724 | To the Earl of Hillsborough

    No 37

    Boston Dec 26th 1768

    My Lord

    In my Letter No 331 I informed your Lordship that I should endeavour to reform the Bench of Justices, by appointing some new Justices, & by engaging proper Gentlemen now in the Commission to qualify themselves to act therein. In the first of these I have been able to appoint only 2 Gentlemen2 who would undertake to act & who I thought proper for the Office; altho’ I offered it to some others, who declined it upon the Terms of undertaking to act, which I made inseparable from the appointment.

    In the second Method, I applied to about 12 Gentlemen at once with the privity of one another; among whom were the Secretary & Mr Flucker of the Council a Gentleman singular for his fidelity to the King, both of which & one or two others engaged to act if I could engage 4 or 5 others to join with them. For this Purpose I invited those, whom I had applied to, to dine with me, when we talked the Matter over; but I could not engage them to join in any Number for the intention proposed & was obliged to refer it to a farther time. Some time after Mr Flucker3 who had undertook to sollicit this business with the Gentlemen separately, reported to me that He could not engage any Number of them to act. The Reason given for their refusal was that there were among the present acting Justices so many that were leaders or creatures of the faction, that if they were to associate with them, they must expect to be affronted & insulted & by all ways & means made sick of the Office; that whilst there sat upon the bench persons who had publickly avowed the principles of opposition to the Kings Government & even resistance to his legal Authority & had openly & in the day time supported & headed the mobs raised for that purpose, they could not think that Bench to be a Seat of honour; They must therefore wait, till they see what Steps will be taken for restoring the Authority of this Government; and punishing the disturbers of the peace of it: and if the Justices who have cooperated with the faction in opposition & resistance to the King, shall be removed from their Commissions, either by superseding their particular Commissions or, what would be much better, by superseding of the whole Commission & appointing a New Commission, some of them & others as good would be ready to go upon the bench.

    I could not oppose the force of this reasoning, but was obliged to give up the urging this proposal for the present, even with those who had half-engaged; as they had made it a condition that others should join with them.
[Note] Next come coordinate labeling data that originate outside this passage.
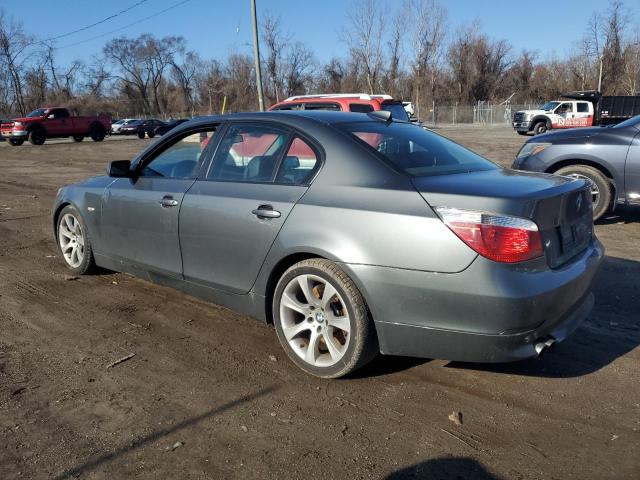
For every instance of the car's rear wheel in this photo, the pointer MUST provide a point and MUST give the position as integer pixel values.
(601, 194)
(37, 136)
(73, 241)
(322, 320)
(540, 128)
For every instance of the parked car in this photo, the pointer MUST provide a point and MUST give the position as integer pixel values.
(345, 102)
(118, 124)
(607, 157)
(56, 122)
(142, 127)
(161, 130)
(576, 109)
(353, 234)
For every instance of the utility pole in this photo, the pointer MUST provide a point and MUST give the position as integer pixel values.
(256, 54)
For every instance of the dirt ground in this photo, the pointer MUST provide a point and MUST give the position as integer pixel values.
(209, 393)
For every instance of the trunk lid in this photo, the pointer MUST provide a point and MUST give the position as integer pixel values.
(560, 206)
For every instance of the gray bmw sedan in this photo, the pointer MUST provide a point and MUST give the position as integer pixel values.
(353, 234)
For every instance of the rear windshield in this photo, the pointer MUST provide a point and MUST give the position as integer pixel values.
(397, 111)
(415, 150)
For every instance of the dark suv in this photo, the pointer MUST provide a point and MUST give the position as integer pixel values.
(608, 157)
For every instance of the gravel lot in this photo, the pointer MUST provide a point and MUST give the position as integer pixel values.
(210, 394)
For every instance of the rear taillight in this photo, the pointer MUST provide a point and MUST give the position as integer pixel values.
(497, 237)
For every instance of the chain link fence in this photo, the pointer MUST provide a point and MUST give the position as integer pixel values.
(483, 113)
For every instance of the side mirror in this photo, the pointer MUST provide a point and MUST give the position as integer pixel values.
(119, 169)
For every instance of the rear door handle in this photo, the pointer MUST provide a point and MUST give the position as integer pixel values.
(266, 211)
(168, 201)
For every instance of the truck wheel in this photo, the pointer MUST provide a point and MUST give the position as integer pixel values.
(540, 128)
(97, 133)
(322, 321)
(601, 194)
(37, 136)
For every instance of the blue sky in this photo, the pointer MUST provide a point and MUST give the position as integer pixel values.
(216, 27)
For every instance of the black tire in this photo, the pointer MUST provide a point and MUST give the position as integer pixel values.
(362, 345)
(88, 264)
(540, 128)
(601, 191)
(37, 136)
(97, 133)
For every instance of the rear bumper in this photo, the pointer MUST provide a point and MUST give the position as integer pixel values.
(488, 313)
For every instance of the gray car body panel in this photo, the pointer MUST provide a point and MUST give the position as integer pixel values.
(616, 151)
(377, 223)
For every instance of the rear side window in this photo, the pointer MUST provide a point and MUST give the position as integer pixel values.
(397, 111)
(360, 107)
(583, 107)
(322, 106)
(299, 164)
(181, 158)
(248, 153)
(416, 151)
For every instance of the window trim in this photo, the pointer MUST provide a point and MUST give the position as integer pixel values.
(292, 132)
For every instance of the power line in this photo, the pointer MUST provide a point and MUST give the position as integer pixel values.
(96, 23)
(125, 27)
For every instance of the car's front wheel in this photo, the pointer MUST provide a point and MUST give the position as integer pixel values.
(73, 241)
(322, 320)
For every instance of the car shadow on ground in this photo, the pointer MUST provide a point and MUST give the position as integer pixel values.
(92, 463)
(621, 214)
(611, 330)
(451, 468)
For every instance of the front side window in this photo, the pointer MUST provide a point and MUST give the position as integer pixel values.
(299, 164)
(181, 158)
(415, 150)
(248, 153)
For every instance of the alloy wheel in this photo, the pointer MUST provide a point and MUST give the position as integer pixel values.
(71, 239)
(315, 320)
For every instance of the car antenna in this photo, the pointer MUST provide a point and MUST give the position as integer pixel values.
(381, 115)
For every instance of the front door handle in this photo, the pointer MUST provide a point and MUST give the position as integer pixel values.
(266, 211)
(168, 201)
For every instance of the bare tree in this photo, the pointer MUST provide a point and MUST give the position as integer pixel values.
(364, 36)
(16, 47)
(430, 23)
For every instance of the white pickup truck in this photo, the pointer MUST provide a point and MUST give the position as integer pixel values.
(552, 115)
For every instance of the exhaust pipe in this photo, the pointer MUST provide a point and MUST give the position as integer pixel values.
(543, 345)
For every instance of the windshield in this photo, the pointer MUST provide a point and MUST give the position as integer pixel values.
(415, 150)
(549, 106)
(631, 122)
(397, 111)
(37, 113)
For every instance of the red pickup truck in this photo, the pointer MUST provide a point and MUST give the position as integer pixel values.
(55, 122)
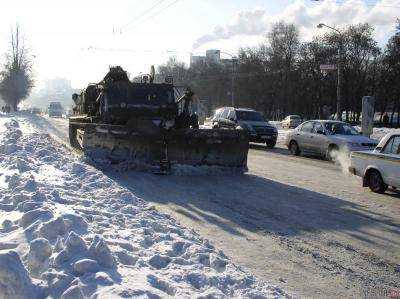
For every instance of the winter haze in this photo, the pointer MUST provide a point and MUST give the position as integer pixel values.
(64, 34)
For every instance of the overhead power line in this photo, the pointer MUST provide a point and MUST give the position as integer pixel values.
(143, 14)
(367, 4)
(152, 16)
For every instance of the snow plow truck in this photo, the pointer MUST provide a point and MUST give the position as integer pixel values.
(149, 123)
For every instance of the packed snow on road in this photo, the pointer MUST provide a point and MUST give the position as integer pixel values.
(69, 231)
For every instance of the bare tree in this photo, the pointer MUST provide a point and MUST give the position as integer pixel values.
(16, 79)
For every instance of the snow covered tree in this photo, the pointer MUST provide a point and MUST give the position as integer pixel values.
(16, 79)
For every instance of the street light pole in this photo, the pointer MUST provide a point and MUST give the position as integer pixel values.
(233, 77)
(339, 72)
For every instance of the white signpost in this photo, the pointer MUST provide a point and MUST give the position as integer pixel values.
(367, 121)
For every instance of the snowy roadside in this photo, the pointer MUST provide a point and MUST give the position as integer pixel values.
(68, 230)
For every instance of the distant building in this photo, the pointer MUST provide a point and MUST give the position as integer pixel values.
(2, 103)
(212, 56)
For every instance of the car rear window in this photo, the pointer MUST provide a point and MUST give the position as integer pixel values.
(249, 115)
(307, 127)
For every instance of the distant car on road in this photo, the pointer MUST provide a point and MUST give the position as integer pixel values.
(379, 168)
(260, 130)
(35, 110)
(326, 138)
(55, 109)
(291, 121)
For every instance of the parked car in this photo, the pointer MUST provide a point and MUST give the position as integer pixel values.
(55, 109)
(35, 110)
(291, 121)
(260, 131)
(379, 168)
(326, 138)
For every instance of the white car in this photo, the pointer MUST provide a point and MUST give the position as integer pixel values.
(326, 137)
(291, 121)
(379, 168)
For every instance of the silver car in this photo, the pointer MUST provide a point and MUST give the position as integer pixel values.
(291, 121)
(326, 137)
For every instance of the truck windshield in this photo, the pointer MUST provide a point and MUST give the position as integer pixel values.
(249, 116)
(340, 128)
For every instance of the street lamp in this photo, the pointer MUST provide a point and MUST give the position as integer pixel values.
(233, 58)
(339, 67)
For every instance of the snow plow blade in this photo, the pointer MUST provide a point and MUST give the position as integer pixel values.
(195, 147)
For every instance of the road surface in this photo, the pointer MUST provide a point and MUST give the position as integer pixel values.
(300, 223)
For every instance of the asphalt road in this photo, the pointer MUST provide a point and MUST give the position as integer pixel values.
(299, 222)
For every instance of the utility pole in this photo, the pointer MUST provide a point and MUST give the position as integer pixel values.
(339, 69)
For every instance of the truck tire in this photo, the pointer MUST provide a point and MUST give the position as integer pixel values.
(270, 144)
(332, 152)
(375, 182)
(294, 148)
(72, 136)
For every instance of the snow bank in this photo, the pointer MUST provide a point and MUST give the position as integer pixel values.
(69, 231)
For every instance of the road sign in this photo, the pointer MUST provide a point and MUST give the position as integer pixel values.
(327, 67)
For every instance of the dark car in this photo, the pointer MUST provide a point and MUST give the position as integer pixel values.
(260, 131)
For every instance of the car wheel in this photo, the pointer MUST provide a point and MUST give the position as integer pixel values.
(332, 152)
(294, 148)
(270, 144)
(375, 182)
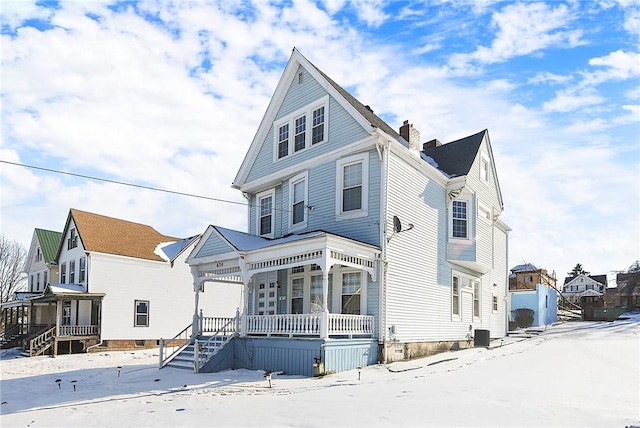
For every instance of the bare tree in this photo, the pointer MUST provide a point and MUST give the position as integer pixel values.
(13, 258)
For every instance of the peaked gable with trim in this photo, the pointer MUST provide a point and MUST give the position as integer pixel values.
(302, 89)
(108, 235)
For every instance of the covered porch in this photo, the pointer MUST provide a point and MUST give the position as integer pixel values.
(64, 316)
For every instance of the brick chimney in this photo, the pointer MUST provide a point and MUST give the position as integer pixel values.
(412, 136)
(431, 144)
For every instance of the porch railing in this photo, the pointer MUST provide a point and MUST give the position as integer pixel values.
(78, 330)
(351, 325)
(309, 325)
(41, 342)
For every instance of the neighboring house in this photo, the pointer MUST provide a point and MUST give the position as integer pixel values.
(626, 294)
(533, 297)
(526, 276)
(584, 286)
(40, 268)
(363, 244)
(121, 285)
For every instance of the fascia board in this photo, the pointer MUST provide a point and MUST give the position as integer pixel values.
(487, 142)
(203, 239)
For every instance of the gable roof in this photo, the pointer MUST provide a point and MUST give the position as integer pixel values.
(362, 115)
(102, 234)
(602, 279)
(455, 158)
(49, 241)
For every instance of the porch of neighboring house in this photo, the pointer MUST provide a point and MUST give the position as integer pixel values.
(297, 331)
(56, 322)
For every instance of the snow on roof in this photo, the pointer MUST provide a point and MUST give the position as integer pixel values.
(170, 250)
(246, 242)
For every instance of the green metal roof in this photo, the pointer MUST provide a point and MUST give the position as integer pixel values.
(49, 242)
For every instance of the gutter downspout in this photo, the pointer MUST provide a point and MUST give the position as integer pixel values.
(384, 158)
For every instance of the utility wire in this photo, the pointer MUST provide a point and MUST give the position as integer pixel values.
(157, 189)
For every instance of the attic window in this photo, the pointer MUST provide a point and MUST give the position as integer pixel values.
(301, 129)
(72, 242)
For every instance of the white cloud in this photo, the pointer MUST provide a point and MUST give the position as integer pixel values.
(523, 29)
(570, 100)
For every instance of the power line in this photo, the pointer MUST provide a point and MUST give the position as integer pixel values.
(156, 189)
(106, 180)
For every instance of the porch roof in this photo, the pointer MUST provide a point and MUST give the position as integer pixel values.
(252, 254)
(54, 292)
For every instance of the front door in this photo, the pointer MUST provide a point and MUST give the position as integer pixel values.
(266, 293)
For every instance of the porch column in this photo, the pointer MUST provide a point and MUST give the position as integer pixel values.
(245, 307)
(324, 316)
(195, 323)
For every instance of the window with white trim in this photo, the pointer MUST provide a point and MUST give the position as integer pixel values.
(141, 317)
(63, 273)
(455, 296)
(291, 133)
(459, 219)
(297, 295)
(351, 292)
(265, 213)
(476, 298)
(83, 269)
(298, 198)
(352, 179)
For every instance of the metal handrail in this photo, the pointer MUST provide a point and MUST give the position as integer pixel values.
(204, 351)
(177, 343)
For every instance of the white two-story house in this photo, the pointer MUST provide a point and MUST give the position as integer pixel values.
(364, 244)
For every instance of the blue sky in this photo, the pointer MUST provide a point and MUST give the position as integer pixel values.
(170, 95)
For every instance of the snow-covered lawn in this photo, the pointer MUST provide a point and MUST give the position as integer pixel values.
(583, 374)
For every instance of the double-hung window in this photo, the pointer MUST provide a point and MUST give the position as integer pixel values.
(63, 273)
(283, 140)
(455, 299)
(301, 129)
(83, 269)
(300, 133)
(141, 317)
(352, 174)
(459, 214)
(351, 290)
(298, 198)
(265, 213)
(72, 272)
(476, 298)
(317, 133)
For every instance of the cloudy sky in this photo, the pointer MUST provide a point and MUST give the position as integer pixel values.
(170, 94)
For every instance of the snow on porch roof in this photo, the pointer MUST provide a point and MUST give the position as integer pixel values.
(246, 242)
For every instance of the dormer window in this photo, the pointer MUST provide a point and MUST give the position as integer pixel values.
(72, 242)
(291, 133)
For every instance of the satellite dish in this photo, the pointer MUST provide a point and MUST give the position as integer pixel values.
(397, 226)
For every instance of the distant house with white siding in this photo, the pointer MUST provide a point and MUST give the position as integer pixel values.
(363, 244)
(120, 285)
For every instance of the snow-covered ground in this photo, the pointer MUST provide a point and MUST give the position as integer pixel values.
(583, 374)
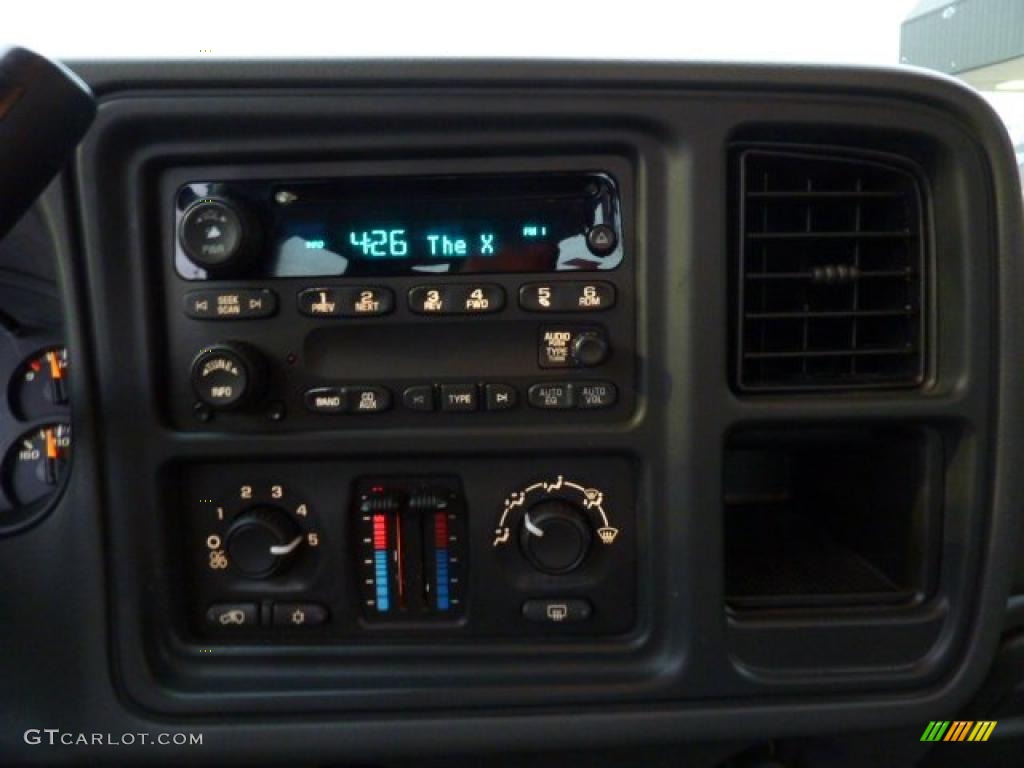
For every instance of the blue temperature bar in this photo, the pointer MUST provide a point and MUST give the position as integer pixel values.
(442, 580)
(380, 561)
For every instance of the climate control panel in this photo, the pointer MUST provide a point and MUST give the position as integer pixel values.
(327, 552)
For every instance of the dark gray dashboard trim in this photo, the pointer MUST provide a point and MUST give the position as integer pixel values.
(316, 737)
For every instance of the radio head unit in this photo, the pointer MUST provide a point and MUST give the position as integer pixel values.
(367, 300)
(390, 226)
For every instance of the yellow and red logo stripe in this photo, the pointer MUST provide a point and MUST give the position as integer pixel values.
(958, 730)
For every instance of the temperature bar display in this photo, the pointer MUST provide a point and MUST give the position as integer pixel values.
(411, 548)
(380, 563)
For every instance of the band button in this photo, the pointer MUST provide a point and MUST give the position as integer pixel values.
(326, 400)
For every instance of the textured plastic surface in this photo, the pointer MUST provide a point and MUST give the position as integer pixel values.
(681, 678)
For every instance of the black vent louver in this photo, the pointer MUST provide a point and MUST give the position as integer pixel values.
(830, 274)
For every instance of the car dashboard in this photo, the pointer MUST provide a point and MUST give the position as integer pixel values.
(425, 409)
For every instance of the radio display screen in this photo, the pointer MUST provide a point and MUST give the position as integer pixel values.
(427, 225)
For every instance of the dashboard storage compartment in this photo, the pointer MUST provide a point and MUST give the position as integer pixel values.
(829, 517)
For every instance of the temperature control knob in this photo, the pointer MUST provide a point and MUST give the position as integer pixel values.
(227, 376)
(261, 541)
(555, 536)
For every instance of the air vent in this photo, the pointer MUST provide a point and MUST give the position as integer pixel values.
(830, 279)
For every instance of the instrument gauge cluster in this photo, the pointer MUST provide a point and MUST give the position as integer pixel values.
(35, 428)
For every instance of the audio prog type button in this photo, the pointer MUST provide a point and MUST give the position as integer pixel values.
(457, 299)
(346, 302)
(556, 611)
(297, 615)
(574, 296)
(572, 347)
(232, 615)
(240, 304)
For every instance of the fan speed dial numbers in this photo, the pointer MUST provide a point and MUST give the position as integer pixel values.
(260, 531)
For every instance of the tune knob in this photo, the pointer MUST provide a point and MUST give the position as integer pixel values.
(261, 541)
(555, 537)
(227, 376)
(215, 235)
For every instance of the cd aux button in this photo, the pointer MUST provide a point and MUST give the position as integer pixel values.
(368, 399)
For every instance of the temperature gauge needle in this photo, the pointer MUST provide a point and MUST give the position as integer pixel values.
(56, 378)
(51, 457)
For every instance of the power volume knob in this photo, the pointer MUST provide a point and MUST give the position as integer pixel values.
(261, 541)
(555, 537)
(228, 376)
(215, 235)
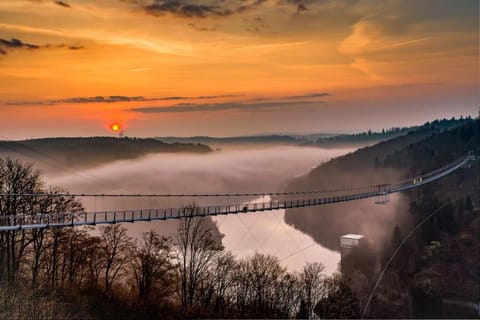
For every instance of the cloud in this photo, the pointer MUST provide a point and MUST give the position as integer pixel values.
(114, 99)
(310, 95)
(185, 8)
(192, 107)
(13, 44)
(16, 44)
(63, 4)
(200, 8)
(198, 28)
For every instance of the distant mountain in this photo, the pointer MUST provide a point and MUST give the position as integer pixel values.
(241, 140)
(65, 153)
(322, 140)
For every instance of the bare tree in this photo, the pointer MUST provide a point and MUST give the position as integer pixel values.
(196, 250)
(152, 266)
(311, 286)
(116, 245)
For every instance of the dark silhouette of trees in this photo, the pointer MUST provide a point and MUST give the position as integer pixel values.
(116, 251)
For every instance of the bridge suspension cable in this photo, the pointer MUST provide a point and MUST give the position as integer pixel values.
(71, 219)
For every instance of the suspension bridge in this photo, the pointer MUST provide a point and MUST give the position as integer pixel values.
(307, 199)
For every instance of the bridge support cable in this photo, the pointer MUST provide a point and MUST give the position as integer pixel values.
(46, 220)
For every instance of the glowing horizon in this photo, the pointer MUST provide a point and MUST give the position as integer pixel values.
(233, 68)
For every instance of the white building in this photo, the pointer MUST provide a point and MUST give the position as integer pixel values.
(350, 240)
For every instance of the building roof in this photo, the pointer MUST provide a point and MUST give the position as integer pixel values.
(353, 236)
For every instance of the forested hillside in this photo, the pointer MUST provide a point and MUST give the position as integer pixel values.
(49, 153)
(436, 272)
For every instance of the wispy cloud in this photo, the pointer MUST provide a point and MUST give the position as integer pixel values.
(309, 95)
(63, 4)
(191, 107)
(114, 99)
(200, 8)
(16, 44)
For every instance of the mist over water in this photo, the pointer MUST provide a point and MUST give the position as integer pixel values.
(229, 171)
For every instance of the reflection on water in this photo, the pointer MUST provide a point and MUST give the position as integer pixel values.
(232, 171)
(266, 232)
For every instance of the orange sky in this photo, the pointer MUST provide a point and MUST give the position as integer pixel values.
(235, 68)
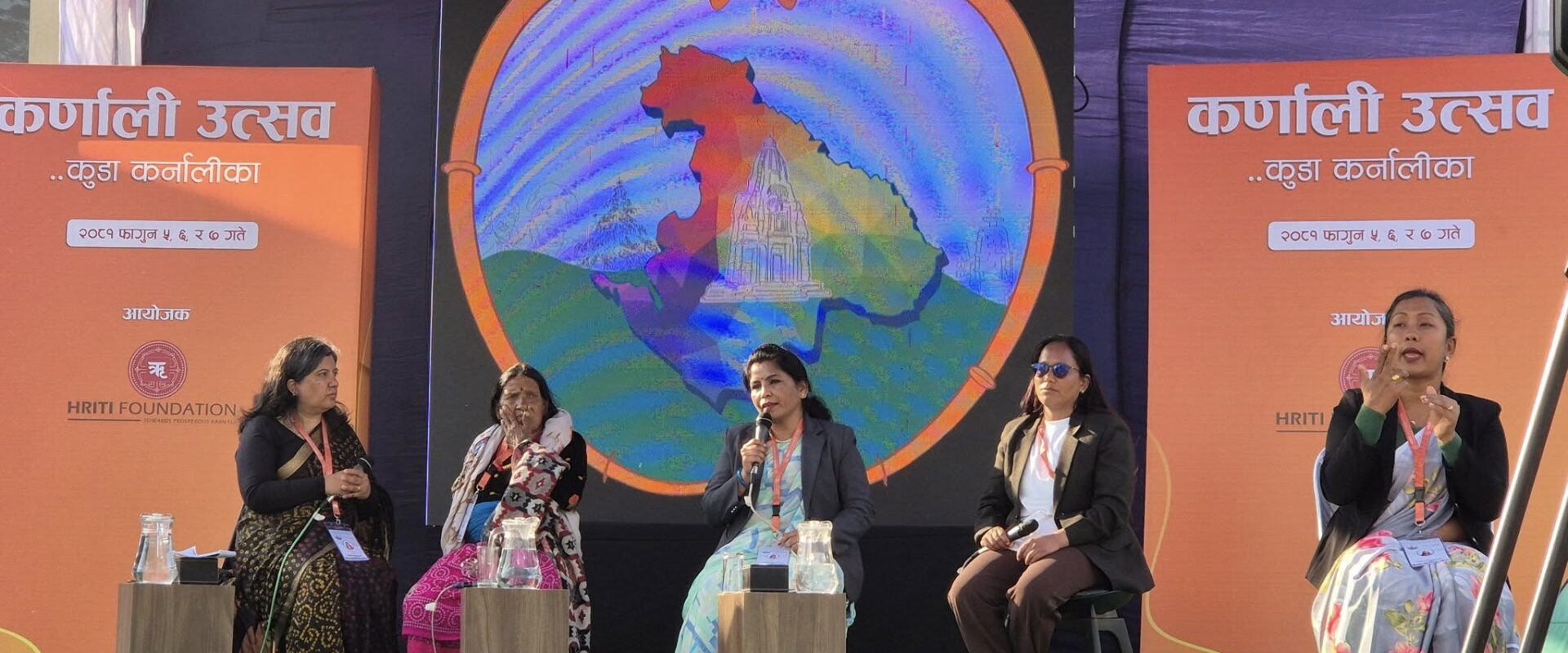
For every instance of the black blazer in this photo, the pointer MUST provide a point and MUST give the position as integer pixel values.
(833, 484)
(1095, 484)
(1356, 477)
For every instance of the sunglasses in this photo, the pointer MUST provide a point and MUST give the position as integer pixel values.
(1058, 370)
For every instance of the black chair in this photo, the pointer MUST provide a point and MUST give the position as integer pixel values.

I shall however neglect no oportunity of adding a good Man to the Bench when I can. But the friends of Government have not yet recover’d themselves: personal intimidation indeed has been a good deal removed by the arrival of the troops; but political intimidation is not much abated, nor as yet ^has^ had any proper releif. Great Pains have been taken to work up an actual Warfare between the Town & the Soldiery: but these Attempts have hitherto been defeated by the prudence of the officers & the patience of the Soldiers. In this infamous Work, some of the Justices have laboured in granting Warrants against Soldiers for obeying orders & doing their duty according to the usual discipline; And it is threatned that there will be a prosecution at the quarter Sessions against the officers & Men who releive the guards on a Sunday, which they say is a breach of the Sabbath. I shant wonder if it is so: but in such Case, I shall interpose by ordering a Noli prosequi.4

    I am, with great respect, My Lord, your Lordships most obedient & most humble servant

    Fra Bernard

    The right honorable the Earl of Hillsborough.

    ALS, RC     CO 5/758, ff 38-40.

    Endorsed: Boston 26th. Decr. 1768. Governor Bernard (No. 37) R 24th: Feby 1769. B.9. Variants: CO 5/893, ff 96-97 (dupLS, RC); CO 5/767, ff 202-204 (L, RLbC); BP, 7: 118-121 (L, LbC). Hillsborough acknowledged receipt in a letter of 1 Mar., intending to delay replying until the Parliament had completed its present deliberations on American affairs.5 BP, 12: 61-64. FB’s letter was considered by the Board of Trade on 1 Dec. 1769. JBT, 13: 125.